Zamieszanie na Helu. Problemem jest nie tylko autobus linii 666, ale też kolej

Foto: Fotorzepa, Sławomir Mielnik

Przed sezonem urlopowym perspektywa podróży na Hel budzi emocje zarówno mieszkańców Półwyspu, jak i planujących tam wakacje wczasowiczów. W ostatnich kilkudziesięciu godzinach przez media przetoczyła się elektryzująca informacja o przyczynie zmiany numeru popularnej linii autobusowej PKS Gdynia kursującej na Hel. Dotychczasowy numer 666 zmieniono na 669, ponieważ trzy szóstki miały kojarzyć się z satanizmem i piekłem.

Dla turystów, w tym zagranicznych, linia 666 z powodu skojarzeń stała się atrakcją turystyczną. Wśród podróżujących tym autobusem rozpowszechniało się nawet żartobliwe określenie „Road to Hell” (droga do piekła). W rezultacie środowiska religijne już od dawna mocno naciskały na zmianę szatańskiego numeru, a w 2018 r. ultrakatolicka Fronda stwierdziła, że numer linii „godzi w chrześcijański porządek państwa polskiego i jego fundamenty, a stąd – w dobro nas wszystkich”.

Czytaj więcej

Słynna autobusowa linia 666 już nie pojedzie na Hel

Gdyński PKS w końcu się ugiął. - W tym roku ostatnią szóstkę wywracamy do góry nogami – poinformował przewoźnik na Facebooku. Nie wyjaśnił jednak przyczyn takiego kroku. Za to komentujący decyzję nie zostawiają na niej suchej nitki. Internet zalały drwiny, a „wywrócenie” ostatniej szóstki odbiło się echem nawet w zagranicznych mediach.

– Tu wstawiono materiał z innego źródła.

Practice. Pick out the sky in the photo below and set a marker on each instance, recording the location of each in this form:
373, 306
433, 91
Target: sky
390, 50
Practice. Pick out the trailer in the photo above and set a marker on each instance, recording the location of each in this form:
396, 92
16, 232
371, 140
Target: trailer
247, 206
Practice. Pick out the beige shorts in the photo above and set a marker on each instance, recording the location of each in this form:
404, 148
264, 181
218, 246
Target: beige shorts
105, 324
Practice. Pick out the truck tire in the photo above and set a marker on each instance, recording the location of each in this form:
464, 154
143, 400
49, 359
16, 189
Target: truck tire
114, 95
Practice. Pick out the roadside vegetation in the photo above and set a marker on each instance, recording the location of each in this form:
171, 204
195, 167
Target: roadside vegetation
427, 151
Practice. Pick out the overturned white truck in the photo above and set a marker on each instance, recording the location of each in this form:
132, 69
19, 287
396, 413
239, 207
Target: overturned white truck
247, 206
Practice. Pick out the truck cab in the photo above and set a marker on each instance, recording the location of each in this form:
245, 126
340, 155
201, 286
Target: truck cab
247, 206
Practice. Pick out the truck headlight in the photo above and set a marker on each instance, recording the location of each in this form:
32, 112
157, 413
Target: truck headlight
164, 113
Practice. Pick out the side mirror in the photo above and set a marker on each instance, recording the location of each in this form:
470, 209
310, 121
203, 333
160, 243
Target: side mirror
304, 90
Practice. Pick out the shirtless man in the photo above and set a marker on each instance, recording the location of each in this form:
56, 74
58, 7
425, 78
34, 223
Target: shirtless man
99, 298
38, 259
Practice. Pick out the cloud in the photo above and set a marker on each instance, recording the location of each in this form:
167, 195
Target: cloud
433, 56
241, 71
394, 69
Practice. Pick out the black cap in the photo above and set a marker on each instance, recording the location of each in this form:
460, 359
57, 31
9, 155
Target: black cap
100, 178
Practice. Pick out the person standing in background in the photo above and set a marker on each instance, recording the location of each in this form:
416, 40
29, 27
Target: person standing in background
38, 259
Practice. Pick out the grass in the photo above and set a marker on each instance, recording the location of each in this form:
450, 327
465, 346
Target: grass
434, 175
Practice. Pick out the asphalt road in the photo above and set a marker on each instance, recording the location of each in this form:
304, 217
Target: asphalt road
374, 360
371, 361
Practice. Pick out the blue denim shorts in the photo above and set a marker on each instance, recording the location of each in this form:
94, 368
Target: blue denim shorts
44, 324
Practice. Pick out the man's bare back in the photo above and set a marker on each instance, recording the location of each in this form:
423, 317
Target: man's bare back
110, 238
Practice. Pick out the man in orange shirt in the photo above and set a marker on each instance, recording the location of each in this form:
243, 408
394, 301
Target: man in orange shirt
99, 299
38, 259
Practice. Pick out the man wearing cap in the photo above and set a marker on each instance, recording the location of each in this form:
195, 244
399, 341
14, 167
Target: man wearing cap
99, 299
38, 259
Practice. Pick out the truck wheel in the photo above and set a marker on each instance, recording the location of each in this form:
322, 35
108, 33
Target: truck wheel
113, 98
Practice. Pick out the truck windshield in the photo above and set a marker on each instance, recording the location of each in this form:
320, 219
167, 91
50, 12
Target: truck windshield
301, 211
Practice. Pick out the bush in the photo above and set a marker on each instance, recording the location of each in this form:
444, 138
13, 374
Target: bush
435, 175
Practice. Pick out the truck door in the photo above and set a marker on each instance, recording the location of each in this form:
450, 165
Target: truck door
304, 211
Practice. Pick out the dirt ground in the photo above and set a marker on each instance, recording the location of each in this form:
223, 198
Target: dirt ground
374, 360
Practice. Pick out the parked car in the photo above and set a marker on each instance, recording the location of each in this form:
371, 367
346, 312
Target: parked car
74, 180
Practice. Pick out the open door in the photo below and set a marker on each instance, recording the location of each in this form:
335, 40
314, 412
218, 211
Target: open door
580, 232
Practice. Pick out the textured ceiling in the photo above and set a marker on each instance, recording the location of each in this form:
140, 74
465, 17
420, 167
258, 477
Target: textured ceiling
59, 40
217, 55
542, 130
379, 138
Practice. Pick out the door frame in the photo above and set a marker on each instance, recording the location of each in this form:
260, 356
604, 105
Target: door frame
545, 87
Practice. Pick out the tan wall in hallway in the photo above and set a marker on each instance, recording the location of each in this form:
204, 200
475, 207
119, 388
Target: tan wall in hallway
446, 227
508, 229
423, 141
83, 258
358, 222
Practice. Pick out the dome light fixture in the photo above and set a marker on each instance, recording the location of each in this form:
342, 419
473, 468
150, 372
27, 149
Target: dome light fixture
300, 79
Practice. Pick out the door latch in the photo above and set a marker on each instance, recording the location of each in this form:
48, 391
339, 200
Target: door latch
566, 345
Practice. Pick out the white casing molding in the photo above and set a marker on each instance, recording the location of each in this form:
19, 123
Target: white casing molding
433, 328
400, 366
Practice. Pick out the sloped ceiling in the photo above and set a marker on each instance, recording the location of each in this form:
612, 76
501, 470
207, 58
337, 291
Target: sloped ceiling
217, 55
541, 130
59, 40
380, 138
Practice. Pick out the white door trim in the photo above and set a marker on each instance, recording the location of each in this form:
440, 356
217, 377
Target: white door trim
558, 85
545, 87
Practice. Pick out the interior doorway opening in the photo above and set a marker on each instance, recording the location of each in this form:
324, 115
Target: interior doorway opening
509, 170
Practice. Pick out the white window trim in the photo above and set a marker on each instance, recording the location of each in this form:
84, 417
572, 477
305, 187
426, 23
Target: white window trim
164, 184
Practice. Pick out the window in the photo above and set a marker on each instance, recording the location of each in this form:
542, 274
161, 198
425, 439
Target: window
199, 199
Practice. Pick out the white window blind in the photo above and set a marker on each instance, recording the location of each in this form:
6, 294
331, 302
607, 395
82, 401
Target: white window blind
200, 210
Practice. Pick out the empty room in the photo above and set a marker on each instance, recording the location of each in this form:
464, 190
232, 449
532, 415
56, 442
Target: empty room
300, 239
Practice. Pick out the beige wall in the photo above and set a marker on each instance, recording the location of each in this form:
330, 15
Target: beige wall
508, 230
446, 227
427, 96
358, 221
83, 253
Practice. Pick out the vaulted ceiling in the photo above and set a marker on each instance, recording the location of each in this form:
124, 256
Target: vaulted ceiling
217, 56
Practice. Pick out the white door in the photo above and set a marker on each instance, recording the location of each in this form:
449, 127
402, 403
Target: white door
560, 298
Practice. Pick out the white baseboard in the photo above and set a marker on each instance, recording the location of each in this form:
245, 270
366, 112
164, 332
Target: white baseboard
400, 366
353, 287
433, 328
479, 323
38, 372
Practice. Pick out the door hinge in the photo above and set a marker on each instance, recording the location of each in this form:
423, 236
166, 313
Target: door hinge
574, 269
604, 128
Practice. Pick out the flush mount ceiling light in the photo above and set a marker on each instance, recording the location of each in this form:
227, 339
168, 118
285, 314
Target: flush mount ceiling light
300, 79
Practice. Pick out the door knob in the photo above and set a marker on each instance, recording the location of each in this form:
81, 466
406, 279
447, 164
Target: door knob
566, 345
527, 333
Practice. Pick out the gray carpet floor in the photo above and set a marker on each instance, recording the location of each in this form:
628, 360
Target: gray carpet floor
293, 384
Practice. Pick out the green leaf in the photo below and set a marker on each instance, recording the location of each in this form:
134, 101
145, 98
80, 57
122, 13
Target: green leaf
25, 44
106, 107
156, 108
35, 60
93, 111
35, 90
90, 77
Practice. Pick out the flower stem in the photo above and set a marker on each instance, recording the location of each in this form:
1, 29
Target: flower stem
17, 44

Sprzeciw wobec modernizacji linii kolejowej na Hel

Tymczasem znacznie poważniejszym problemem okazuje się sprzeciw mieszkańców i samorządowców wobec planu modernizacji linii kolejowej biegnącej w kierunku Helu. W wariantowych planach jest elektryfikacja trasy, budowa mijanej i – przynajmniej na pewnych odcinkach – dobudowa drugiego toru. Efektem byłoby zwiększenie częstotliwości relacji, a więc poprawienie warunków podróżowania pociągiem, a w konsekwencji zmniejszenie liczby samochodów. Obecnie w jedynym i drugim przypadku podróż jest męczarnią. Pociągi są skrajnie przepełnione i niepunktualne. Z kolei samochody w sezonie letnim grzęzną na półwyspie w kilometrowych korkach.

Jednak wobec modernizacji linii mającej skutkować zwiększeniem liczby pociągów sprzeciwiają się samorządowcy i mieszkańcy. – Poszerzenie linii o drugi tor budzi wiele wątpliwości i kontrowersji – poinformowali w rezolucji radni Gminy Jastarnia. Argumentowali, że większa liczba pociągów jest dla mieszkających w sąsiedztwie torów nie do zaakceptowania, a inwestycja byłaby kolosalną ingerencją w środowisko. – Od lat bronimy naszej tożsamości etnicznej i wyjątkowości naszego położenia. Nie znajdując uzasadnienia dla realizacji tak ogromnej inwestycji, wyrażamy stanowczy sprzeciw przeciw planowanej rozbudowie linii kolejowej na odcinku przebiegającym przez gminą Jastarnia – stwierdzili radni.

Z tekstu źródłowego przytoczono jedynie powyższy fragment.